Submitted to: Biomacromolecules
Publication Type: Peer Reviewed Journal
Publication Acceptance Date: 8/6/2012
Publication Date: 8/13/2012
Citation: Elumalai, S., Tobimatsu, Y., Grabber, J.H., Pan, X., Ralph, J. 2012. Epigallocatechin gallate incorporation into lignin enhances the alkaline delignification and enzymatic saccharification of cell walls. Biomacromolecules. 5(1):1-14. Interpretive Summary: Plant cell walls are the world’s most abundant source of carbohydrates for fermentation into biofuels. Prior to their fermentation in biofuels, however, these carbohydrates must first be liberated from lignin by harsh and costly chemical pretreatments. Therefore, we are testing ways to modify lignin formation in plants so that it is easier to remove by chemical pretreatments. In this study, we artificially lignified cell walls from corn with normal precursors (i.e. monolignols) plus epigallocatechin gallate, a natural antioxidant found in many plants that is not normally a component of lignin. We found that epigallocatechin gallate readily formed polymers with normal monolignols and it rendered lignin easier to remove with relatively mild alkaline pretreatments.
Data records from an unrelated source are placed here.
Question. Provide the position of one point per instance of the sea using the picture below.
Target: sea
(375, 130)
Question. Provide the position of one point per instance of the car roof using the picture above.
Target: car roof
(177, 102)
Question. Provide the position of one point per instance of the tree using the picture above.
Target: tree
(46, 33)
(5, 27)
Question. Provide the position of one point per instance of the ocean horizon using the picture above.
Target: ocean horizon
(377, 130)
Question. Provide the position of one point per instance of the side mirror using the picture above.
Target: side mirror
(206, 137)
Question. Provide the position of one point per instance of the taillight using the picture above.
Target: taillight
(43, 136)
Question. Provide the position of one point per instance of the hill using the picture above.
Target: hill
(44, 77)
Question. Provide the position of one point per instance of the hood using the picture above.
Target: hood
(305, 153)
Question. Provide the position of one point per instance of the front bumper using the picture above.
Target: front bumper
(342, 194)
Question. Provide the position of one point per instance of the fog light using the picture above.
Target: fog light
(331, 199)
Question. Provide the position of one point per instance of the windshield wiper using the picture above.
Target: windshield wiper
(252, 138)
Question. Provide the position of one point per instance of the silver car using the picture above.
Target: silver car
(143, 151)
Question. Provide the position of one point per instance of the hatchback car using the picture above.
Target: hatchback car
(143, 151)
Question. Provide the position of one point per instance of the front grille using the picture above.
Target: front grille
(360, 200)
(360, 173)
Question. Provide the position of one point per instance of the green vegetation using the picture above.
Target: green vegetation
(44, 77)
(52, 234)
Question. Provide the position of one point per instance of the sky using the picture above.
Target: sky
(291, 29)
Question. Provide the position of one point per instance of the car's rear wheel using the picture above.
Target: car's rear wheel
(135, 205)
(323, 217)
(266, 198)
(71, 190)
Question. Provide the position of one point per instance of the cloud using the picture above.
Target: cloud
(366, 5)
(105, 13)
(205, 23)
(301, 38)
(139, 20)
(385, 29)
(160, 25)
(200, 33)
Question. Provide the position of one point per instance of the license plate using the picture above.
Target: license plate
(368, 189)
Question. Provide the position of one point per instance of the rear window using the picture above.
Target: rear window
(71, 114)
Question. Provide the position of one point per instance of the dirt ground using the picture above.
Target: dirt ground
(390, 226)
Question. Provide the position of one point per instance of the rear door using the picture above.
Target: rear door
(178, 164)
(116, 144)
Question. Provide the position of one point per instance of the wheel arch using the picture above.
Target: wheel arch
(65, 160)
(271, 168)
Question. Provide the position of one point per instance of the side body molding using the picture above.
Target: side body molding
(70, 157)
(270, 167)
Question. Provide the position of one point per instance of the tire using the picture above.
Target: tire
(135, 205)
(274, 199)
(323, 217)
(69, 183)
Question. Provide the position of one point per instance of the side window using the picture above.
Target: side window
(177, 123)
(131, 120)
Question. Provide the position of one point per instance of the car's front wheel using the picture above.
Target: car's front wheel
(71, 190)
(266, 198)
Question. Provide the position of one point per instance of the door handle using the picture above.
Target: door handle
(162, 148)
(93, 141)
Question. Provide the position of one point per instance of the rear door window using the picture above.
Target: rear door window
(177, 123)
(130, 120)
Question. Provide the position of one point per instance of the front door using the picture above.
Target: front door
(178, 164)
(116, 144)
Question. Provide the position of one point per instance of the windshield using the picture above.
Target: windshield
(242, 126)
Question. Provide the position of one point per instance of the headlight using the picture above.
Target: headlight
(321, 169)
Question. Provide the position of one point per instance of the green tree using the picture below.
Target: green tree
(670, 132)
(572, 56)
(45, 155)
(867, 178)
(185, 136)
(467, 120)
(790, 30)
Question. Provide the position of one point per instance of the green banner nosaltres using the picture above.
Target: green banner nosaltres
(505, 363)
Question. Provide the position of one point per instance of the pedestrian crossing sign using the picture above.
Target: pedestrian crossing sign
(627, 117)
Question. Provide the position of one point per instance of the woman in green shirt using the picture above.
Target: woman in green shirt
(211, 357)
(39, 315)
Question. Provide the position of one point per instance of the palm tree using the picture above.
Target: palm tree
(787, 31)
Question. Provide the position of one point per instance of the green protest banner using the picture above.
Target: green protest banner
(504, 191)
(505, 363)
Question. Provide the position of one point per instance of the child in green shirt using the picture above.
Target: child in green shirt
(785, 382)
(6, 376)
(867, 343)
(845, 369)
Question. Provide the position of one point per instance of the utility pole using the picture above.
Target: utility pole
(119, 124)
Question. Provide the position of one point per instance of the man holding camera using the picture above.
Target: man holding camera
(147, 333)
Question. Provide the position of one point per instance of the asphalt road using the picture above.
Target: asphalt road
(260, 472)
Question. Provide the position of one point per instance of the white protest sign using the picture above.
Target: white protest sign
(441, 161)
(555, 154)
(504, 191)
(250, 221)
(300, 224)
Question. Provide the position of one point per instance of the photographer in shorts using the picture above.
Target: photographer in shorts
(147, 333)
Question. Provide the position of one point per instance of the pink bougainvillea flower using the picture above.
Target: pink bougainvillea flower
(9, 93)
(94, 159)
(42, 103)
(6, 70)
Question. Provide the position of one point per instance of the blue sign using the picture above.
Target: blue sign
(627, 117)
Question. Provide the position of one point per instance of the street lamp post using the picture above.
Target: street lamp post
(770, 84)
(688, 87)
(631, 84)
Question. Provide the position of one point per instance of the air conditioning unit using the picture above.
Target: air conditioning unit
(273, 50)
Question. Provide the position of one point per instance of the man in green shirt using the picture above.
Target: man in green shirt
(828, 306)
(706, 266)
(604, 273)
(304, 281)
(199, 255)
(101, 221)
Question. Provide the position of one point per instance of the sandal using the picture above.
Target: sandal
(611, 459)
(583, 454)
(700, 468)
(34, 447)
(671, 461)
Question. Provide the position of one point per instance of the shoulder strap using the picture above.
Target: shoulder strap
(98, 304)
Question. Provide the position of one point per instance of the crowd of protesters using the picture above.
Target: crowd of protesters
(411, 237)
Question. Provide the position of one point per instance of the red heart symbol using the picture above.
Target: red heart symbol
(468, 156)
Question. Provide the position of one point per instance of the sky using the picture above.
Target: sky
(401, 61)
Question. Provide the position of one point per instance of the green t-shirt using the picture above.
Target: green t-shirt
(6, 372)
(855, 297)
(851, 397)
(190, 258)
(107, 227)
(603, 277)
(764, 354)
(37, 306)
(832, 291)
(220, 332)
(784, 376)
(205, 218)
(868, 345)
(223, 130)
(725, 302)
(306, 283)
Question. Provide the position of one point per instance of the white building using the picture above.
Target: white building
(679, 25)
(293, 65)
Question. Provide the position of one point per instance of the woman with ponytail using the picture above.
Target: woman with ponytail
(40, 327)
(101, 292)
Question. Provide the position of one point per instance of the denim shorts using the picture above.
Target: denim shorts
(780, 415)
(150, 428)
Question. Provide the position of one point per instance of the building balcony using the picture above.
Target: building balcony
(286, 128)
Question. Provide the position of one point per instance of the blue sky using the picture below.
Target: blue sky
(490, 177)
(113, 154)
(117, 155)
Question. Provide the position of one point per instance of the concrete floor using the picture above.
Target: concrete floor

Incorporation of epigallocatechin gallate into lignin also improved the production of fermentable sugars from cell walls following alkaline pretreatment. These results provide compelling evidence that epigallocatechin gallate would be a promising plant genetic engineering target for improving the production of biofuels from biomass crops.
Technical Abstract: Epigallocatechin gallate (EGCG) was evaluated as a potential lignin bioengineering target for rendering biomass more amenable to processing for biofuel production. In vitro peroxidase-catalyzed polymerization experiments revealed that both gallate and pyrogalloyl (B-ring) moieties in EGCG underwent radical cross-coupling with monolignols mainly by ß-O-4 type cross-coupling, producing benzodioxane units following rearomatization reactions. Biomimetic lignification of maize cell walls with a 3:1 molar ratio of monolignols and EGCG permitted extensive alkaline delignification of cell walls (72 to 92%) that far exceeded that for lignified controls (44 to 62%). Improved delignification may be attributed to cleavage of ester intra-unit linkages within EGCG and internal trapping of quinone-methide intermediates to prevent benzyl ether cross-linking of lignin to structural polysaccharides. Alkali-insoluble residues from EGCG lignified walls yielded up to 34% more glucose and total sugars than lignified controls during enzymatic saccharification. Overall, our results suggest that apoplastic deposition of EGCG for incorporation into lignin would be a promising plant genetic engineering target for improving the delignification and saccharification of biomass crops.